From 9c3bee4232c1c1751908fef130d23932544aa18e Mon Sep 17 00:00:00 2001
From: =?UTF-8?q?Al=C3=A1n=20Mu=C3=B1oz?= <alan.munoz@ed.ac.uk>
Date: Fri, 7 Oct 2022 18:37:34 +0100
Subject: [PATCH] refactor(grouper): to use chainer

---
 src/postprocessor/grouper.py | 207 ++++++++++++++++++++---------------
 1 file changed, 118 insertions(+), 89 deletions(-)

diff --git a/src/postprocessor/grouper.py b/src/postprocessor/grouper.py
index e8a6f3ce..daaec4aa 100644
--- a/src/postprocessor/grouper.py
+++ b/src/postprocessor/grouper.py
@@ -13,7 +13,7 @@ import matplotlib.pyplot as plt
 import numpy as np
 import pandas as pd
 import seaborn as sns
-from agora.io.signal import Signal
+from postprocessor.chainer import Chainer
 from pathos.multiprocessing import Pool
 
 
@@ -28,27 +28,27 @@ class Grouper(ABC):
         assert path.exists(), "Dir does not exist"
         self.files = list(path.glob("*.h5"))
         assert len(self.files), "No valid h5 files in dir"
-        self.load_signals()
+        self.load_chains()
 
-    def load_signals(self) -> None:
-        # Sets self.signals
-        self.signals = {f.name[:-3]: Signal(f) for f in self.files}
+    def load_chains(self) -> None:
+        # Sets self.chainers
+        self.chainers = {f.name[:-3]: Chainer(f) for f in self.files}
 
     @property
-    def fsignal(self) -> Signal:
+    def fsignal(self) -> Chainer:
         # Returns first signal
-        return list(self.signals.values())[0]
+        return list(self.chainers.values())[0]
 
     @property
     def ntimepoints(self) -> int:
-        return max([s.ntimepoints for s in self.signals.values()])
+        return max([s.ntimepoints for s in self.chainers.values()])
 
     @property
     def tintervals(self) -> float:
-        tintervals = set([s.tinterval / 60 for s in self.signals.values()])

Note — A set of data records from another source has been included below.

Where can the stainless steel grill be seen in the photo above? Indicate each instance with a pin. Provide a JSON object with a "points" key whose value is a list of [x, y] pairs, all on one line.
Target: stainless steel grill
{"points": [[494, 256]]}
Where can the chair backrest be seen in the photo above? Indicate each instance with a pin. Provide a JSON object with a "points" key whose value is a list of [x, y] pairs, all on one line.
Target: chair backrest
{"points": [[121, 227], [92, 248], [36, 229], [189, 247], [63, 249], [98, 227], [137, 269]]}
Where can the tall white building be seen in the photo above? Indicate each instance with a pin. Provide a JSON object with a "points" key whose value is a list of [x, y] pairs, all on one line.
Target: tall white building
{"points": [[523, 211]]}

+        tintervals = set([s.tinterval / 60 for s in self.chainers.values()])
         assert (
             len(tintervals) == 1
-        ), "Not all signals have the same time interval"
+        ), "Not all chains have the same time interval"
 
         return max(tintervals)
 
@@ -60,7 +60,7 @@ class Grouper(ABC):
     def available_grouped(self) -> None:
         if not hasattr(self, "_available_grouped"):
             self._available_grouped = Counter(
-                [x for s in self.signals.values() for x in s.available]
+                [x for s in self.chainers.values() for x in s.available]
             )
 
         for s, n in self._available_grouped.items():
@@ -68,7 +68,7 @@ class Grouper(ABC):
 
     @property
     def datasets(self) -> None:
-        """Print available datasets in first Signal instance."""
+        """Print available datasets in first Chainer instance."""
         return self.fsignal.datasets
 
     @abstractproperty
@@ -78,13 +78,12 @@ class Grouper(ABC):
     def concat_signal(
         self,
         path: str,
-        reduce_cols: t.Optional[bool] = None,
-        axis: int = 0,
-        mode: str = "retained",
         pool: t.Optional[int] = None,
+        mode: str = "retained",
+        standard: t.Optional[bool] = False,
         **kwargs,
     ):
-        """Concatenate a single signal.
+        """Concate
 
         Parameters
         ----------
@@ -106,36 +105,58 @@ class Grouper(ABC):
         if path.startswith("/"):
             path = path.strip("/")
 
-        # Check the path is in a given signal
-        sitems = {k: v for k, v in self.signals.items() if path in v.available}
-        nsignals_dif = len(self.signals) - len(sitems)
-        if nsignals_dif:
-            print(
-                f"Grouper:Warning: {nsignals_dif} signals do not contain"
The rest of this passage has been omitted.